Service Communautaire d'Information sur la Recherche et le Développement - CORDIS

Discussions de haut niveau sur le changement climatique

Mme Bjerregaard, membre de la Commission européenne responsable de l'environnement, participera, à Tokyo, Japon, à une réunion de haut niveau, les 17 et 18 septembre 1998. L'objectif de la réunion est de discuter du changement climatique en préparation de la quatrième conféren...
Mme Bjerregaard, membre de la Commission européenne responsable de l'environnement, participera, à Tokyo, Japon, à une réunion de haut niveau, les 17 et 18 septembre 1998. L'objectif de la réunion est de discuter du changement climatique en préparation de la quatrième conférence des parties sur la Convention des Nations Unies sur le changement climatique, qui se tiendra à Buenos Aires en novembre 1998.
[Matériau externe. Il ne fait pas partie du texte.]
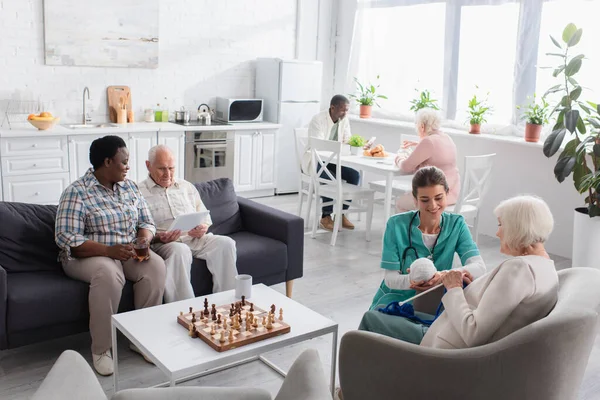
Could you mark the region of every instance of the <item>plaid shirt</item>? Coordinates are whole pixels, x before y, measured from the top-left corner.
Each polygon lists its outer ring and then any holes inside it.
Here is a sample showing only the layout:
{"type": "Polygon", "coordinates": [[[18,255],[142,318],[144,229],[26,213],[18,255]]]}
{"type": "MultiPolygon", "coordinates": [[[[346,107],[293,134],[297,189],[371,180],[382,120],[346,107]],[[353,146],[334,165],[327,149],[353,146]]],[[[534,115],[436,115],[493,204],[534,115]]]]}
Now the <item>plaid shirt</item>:
{"type": "Polygon", "coordinates": [[[55,240],[61,258],[86,240],[107,246],[131,243],[140,228],[156,232],[148,205],[135,182],[125,179],[102,186],[90,168],[65,189],[58,205],[55,240]]]}

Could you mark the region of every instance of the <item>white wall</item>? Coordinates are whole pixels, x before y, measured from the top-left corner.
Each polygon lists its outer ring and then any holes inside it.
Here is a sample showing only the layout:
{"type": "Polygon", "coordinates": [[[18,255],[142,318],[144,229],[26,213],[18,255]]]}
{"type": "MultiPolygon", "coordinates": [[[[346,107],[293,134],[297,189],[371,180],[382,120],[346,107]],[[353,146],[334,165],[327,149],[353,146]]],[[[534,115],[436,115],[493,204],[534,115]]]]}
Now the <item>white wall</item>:
{"type": "MultiPolygon", "coordinates": [[[[396,152],[401,134],[415,134],[413,128],[374,125],[352,121],[352,133],[365,137],[376,136],[377,143],[387,151],[396,152]]],[[[548,251],[571,258],[573,245],[573,210],[584,205],[571,179],[558,183],[554,178],[556,156],[546,158],[541,144],[511,143],[467,133],[450,133],[458,149],[459,168],[463,172],[464,156],[496,153],[492,185],[480,214],[480,230],[484,235],[495,236],[497,221],[494,208],[504,199],[519,194],[533,194],[543,198],[554,215],[554,232],[547,243],[548,251]]],[[[382,179],[365,176],[365,182],[382,179]]]]}
{"type": "MultiPolygon", "coordinates": [[[[144,108],[162,105],[165,97],[171,111],[182,105],[196,109],[205,102],[214,106],[216,96],[252,97],[254,60],[294,58],[297,20],[306,24],[298,31],[298,54],[307,59],[326,54],[317,47],[327,47],[329,37],[322,34],[317,39],[315,30],[330,29],[330,15],[318,15],[330,3],[161,0],[159,67],[130,69],[44,65],[42,0],[0,0],[0,100],[50,102],[50,111],[71,122],[81,119],[85,86],[90,88],[95,121],[106,119],[110,85],[131,88],[138,120],[144,108]],[[298,9],[301,18],[297,19],[298,9]]],[[[330,80],[325,82],[328,85],[330,80]]],[[[0,121],[3,111],[0,107],[0,121]]]]}

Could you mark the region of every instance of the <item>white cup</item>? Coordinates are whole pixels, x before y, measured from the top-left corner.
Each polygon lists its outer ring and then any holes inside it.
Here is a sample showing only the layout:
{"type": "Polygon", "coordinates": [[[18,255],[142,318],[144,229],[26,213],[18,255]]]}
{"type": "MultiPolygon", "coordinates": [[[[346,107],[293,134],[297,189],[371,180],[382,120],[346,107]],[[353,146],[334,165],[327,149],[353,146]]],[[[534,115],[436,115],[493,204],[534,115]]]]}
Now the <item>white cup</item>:
{"type": "Polygon", "coordinates": [[[241,299],[242,296],[245,296],[246,299],[252,297],[252,275],[235,276],[235,297],[241,299]]]}

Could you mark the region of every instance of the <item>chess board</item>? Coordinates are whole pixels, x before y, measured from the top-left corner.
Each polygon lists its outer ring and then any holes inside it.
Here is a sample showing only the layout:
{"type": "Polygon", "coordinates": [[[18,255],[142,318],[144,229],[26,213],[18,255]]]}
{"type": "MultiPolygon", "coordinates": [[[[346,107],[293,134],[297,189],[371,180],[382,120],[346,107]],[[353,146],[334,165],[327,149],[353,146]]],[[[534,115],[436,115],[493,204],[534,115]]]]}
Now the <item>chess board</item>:
{"type": "MultiPolygon", "coordinates": [[[[273,306],[272,306],[273,307],[273,306]]],[[[209,312],[212,308],[209,309],[209,312]]],[[[192,337],[198,337],[202,339],[206,344],[215,349],[218,352],[223,352],[231,349],[235,349],[241,346],[245,346],[250,343],[258,342],[260,340],[268,339],[274,336],[283,335],[290,332],[291,327],[280,319],[279,310],[276,314],[273,314],[271,323],[271,329],[268,329],[266,325],[263,325],[264,319],[269,318],[269,311],[265,311],[256,305],[246,302],[246,305],[240,304],[239,312],[234,315],[234,318],[238,319],[239,327],[233,325],[232,317],[230,312],[232,309],[231,304],[222,306],[215,306],[217,321],[212,320],[212,315],[208,317],[204,315],[204,310],[192,310],[192,312],[180,312],[177,316],[177,322],[188,330],[188,334],[192,336],[192,319],[195,316],[196,327],[192,337]],[[257,326],[253,326],[252,323],[248,323],[248,313],[250,309],[253,309],[252,315],[257,320],[257,326]],[[221,316],[221,322],[218,323],[219,315],[221,316]],[[239,323],[241,316],[242,322],[239,323]],[[224,324],[226,322],[226,326],[224,324]],[[214,325],[214,333],[213,331],[214,325]],[[233,331],[233,335],[230,335],[230,331],[233,331]],[[221,341],[221,335],[224,336],[225,341],[221,341]],[[230,340],[233,337],[233,340],[230,340]]]]}

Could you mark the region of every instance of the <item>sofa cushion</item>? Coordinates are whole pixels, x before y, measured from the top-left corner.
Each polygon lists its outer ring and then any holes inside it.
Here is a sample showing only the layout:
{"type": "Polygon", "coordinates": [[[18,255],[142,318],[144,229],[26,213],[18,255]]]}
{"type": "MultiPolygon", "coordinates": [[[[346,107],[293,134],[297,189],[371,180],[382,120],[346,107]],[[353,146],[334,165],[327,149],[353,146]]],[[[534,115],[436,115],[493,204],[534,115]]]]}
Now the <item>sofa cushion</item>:
{"type": "Polygon", "coordinates": [[[285,243],[245,231],[236,232],[229,237],[235,240],[237,269],[240,274],[259,278],[276,275],[287,269],[285,243]]]}
{"type": "Polygon", "coordinates": [[[85,282],[56,272],[20,272],[7,275],[7,286],[9,332],[88,318],[85,282]]]}
{"type": "Polygon", "coordinates": [[[228,178],[194,183],[202,202],[210,210],[212,226],[208,230],[215,235],[229,235],[242,229],[242,217],[233,189],[228,178]]]}
{"type": "Polygon", "coordinates": [[[56,206],[0,202],[0,265],[8,272],[62,272],[54,242],[56,206]]]}

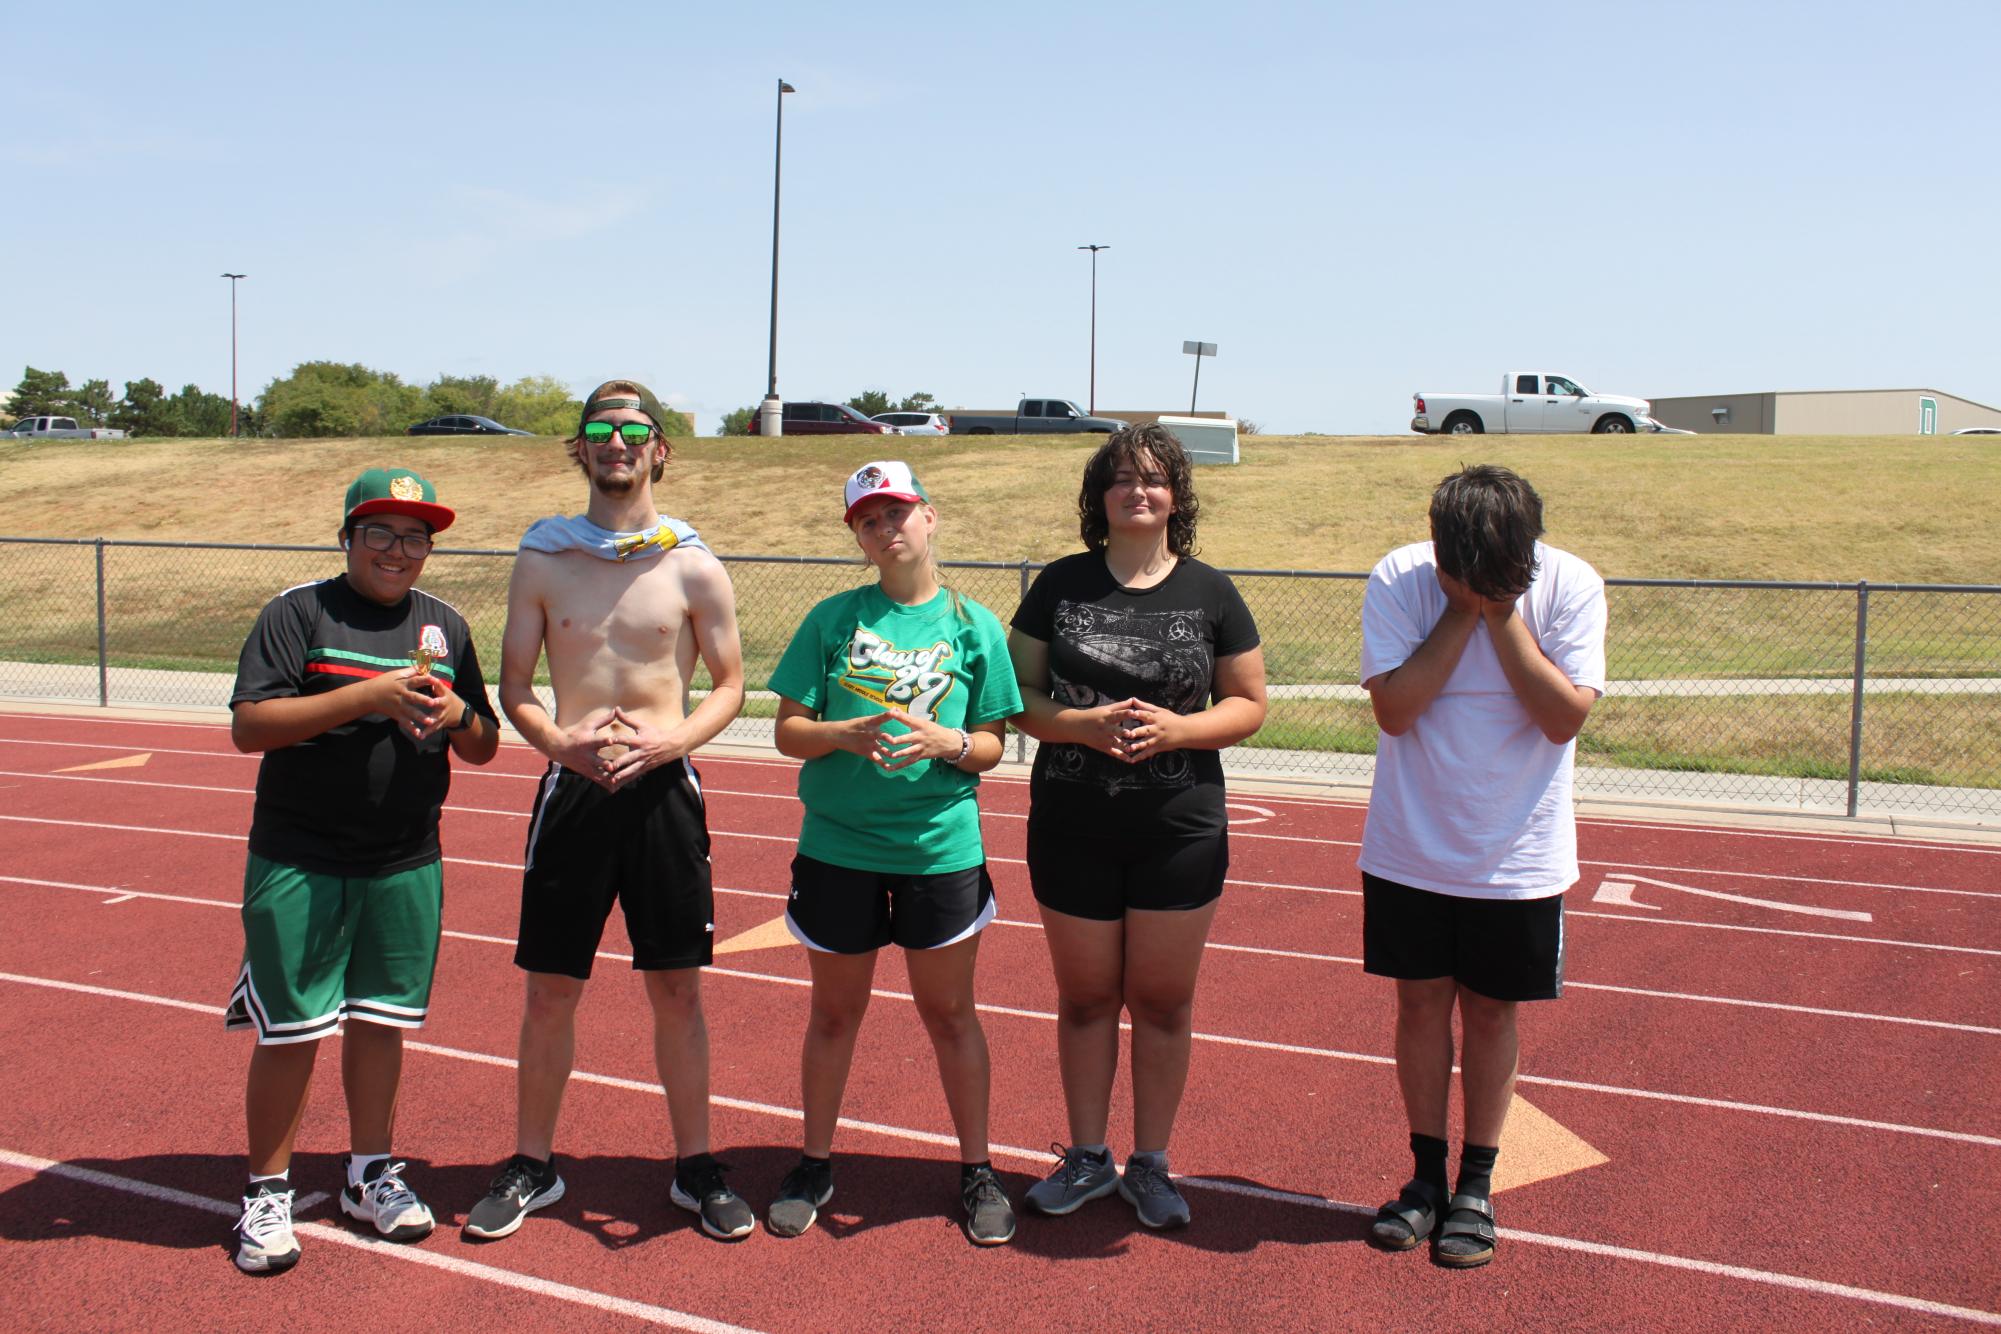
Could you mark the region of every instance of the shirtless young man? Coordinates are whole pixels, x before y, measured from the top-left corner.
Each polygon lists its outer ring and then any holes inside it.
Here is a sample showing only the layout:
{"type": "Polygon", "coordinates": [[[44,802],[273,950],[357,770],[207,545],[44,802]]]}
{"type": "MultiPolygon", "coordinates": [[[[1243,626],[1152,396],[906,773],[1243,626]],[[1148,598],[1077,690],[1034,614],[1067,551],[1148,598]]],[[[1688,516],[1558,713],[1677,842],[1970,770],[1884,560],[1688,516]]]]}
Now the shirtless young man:
{"type": "Polygon", "coordinates": [[[515,1152],[473,1207],[472,1237],[507,1236],[562,1198],[556,1116],[577,1001],[614,899],[653,1007],[654,1063],[679,1155],[670,1198],[713,1237],[742,1237],[755,1223],[709,1153],[700,969],[715,916],[701,784],[688,759],[742,707],[743,655],[722,563],[654,509],[670,453],[664,417],[630,380],[592,391],[570,442],[590,507],[530,527],[508,587],[501,707],[550,763],[529,823],[514,954],[528,974],[515,1152]],[[544,650],[553,718],[533,688],[544,650]],[[690,712],[698,656],[714,688],[690,712]]]}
L'ordre du jour a été fixé dans ses grandes lignes et les points abordés incluront l'échange d'information sur les efforts des parties pour la mise en oeuvre du protocole adopté à Kyoto et les questions de coopération internationale. La stratégie de l'UE jusqu'à la prochaine réunion à Buenos Aires a été présentée lors d'une réunion informelle au Parlement européen, les 14 et 15 septembre 1998. Cette stratégie contient bon nombre des éléments importants de la lutte de l'UE contre le changement climatique, tels que la nécessité d'un plan d'action pour la concrétisation des engagements pris à Kyoto, l'action intérieure, les mécanismes de flexibilité, le contrôle de l'application et les questions concernant les pays en développement.

La première priorité de la stratégie européenne sur le changement climatique est de convenir d'un plan d'action qui définira les principes de base pour la mise en oeuvre des engagements pris à Kyoto, énumérés à l'annexe 1 du protocole de Kyoto. Ce plan d'action commun devra prévoir des mécanismes de flexibilité et fixer un calendrier strict pour l'examen des questions techniques qui ne pourront être résolues à Buenos Aires.

L'action intérieure figurera également à l'ordre du jour et l'UE démontrera qu'elle est sur la bonne voie pour parvenir à stabiliser en l'an 2000 ses émissions à leur niveau de 1990. La question de la flexibilité sera également discutée, compte tenu du fait qu'elle ne peut pas se substituer à l'action intérieure, et peut seulement reposer sur l'obligation de rendre des comptes tout autant que sur la confiance en la capacité des participants à surveiller et à contrôler les émissions.